Luke Patterson reflects on his poem 'Night Vision (while we sleep)' for POEM FOREST 2022.

I’m drawn to the mysteries of ecosystems at night when we are watched and known by creatures and critters unknown, unseen to us. Sometimes, when I rest my head to sleep, I have trouble quieting my mind but by focusing my attention on the symphonic sounds of crickets, frogs, the skittering of possums, attuned to their rhythms I float off into dreamlands with ease.

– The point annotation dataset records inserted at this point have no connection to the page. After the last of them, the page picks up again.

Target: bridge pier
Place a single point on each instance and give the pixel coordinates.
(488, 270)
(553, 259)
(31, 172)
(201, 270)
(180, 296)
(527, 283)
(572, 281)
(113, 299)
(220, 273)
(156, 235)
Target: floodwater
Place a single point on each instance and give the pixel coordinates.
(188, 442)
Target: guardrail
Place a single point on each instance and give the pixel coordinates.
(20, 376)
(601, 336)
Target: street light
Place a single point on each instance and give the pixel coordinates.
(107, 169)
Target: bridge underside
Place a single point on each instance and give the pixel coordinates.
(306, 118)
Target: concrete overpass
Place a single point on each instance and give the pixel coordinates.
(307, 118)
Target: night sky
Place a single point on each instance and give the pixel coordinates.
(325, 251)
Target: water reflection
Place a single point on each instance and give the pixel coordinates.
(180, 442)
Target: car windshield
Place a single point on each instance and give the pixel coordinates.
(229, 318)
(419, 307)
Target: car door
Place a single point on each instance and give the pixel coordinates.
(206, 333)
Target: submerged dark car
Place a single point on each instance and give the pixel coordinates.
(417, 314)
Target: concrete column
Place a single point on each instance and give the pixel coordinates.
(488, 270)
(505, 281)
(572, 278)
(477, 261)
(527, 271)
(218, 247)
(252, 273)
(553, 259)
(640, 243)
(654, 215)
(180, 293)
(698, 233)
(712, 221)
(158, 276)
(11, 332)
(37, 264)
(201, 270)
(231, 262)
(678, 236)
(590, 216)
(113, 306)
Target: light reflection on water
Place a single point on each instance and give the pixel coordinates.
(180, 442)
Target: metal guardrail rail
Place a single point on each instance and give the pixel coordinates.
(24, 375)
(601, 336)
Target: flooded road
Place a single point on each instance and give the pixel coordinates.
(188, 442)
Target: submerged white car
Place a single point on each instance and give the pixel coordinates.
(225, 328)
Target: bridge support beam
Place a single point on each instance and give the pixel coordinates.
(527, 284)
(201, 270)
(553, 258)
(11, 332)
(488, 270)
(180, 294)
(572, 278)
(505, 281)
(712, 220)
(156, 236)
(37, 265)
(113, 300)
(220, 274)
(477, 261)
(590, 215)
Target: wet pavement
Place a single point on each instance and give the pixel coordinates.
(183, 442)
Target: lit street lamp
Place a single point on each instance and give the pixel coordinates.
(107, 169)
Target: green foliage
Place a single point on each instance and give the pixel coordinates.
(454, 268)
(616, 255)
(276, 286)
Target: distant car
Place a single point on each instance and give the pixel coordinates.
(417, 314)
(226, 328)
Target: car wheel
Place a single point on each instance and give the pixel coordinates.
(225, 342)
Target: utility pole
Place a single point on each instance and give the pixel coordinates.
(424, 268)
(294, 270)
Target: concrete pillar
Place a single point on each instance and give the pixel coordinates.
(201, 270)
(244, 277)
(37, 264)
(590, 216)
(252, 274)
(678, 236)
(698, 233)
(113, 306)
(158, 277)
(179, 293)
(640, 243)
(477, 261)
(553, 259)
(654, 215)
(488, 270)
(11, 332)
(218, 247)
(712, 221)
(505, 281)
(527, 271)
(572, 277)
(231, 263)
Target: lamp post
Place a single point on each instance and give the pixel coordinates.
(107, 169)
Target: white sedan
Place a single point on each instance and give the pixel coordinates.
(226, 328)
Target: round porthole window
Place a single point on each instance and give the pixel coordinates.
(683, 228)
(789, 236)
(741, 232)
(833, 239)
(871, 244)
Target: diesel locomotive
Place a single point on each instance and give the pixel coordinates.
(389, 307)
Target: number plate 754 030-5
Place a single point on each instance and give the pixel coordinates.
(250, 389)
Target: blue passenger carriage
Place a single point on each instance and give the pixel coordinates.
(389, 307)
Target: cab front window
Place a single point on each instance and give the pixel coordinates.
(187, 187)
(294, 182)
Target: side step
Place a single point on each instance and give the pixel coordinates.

Indeed, poetry and dreams are not dissimilar phenomena. Metaphor, simile and figures of speech all dabble in the art of transmutation and distillation. Like dreams, I love the way poetry extends the possibility of thinking. I love how the essence of apparently distinct people, creatures, places and things can be blended into magical concoctions. For me, Country in all its vastness provides the most spectacular palette of textures, smells, sounds, tastes and colours from which an enlivened poetry emerges.

In my poem ‘Night Vision (while we sleep)’, I wanted to conjure a dreamy feeling of at-oneness with the lively hustle and bustle of nocturnal creatures co-existing under the cover of a starry night. I was inspired by Sylvia Plath’s poem ‘Mushrooms’ for its exploration of the mysterious nocturnal happenings of fungi. I also drew inspiration from Gaagadju man, Bill Neidjie, author of Story About Feeling, whose poetry speaks to the interrelatedness, the systems and patterns of kinship connecting human and non-human worlds.

I encourage everyone to practice this unconfined kind of thinking found in poetry and dreams. Whenever you can, daydream, listen to all the life around you. Then, write it down. Even the most seemingly simple observations have the potential to emerge as beautiful poetry.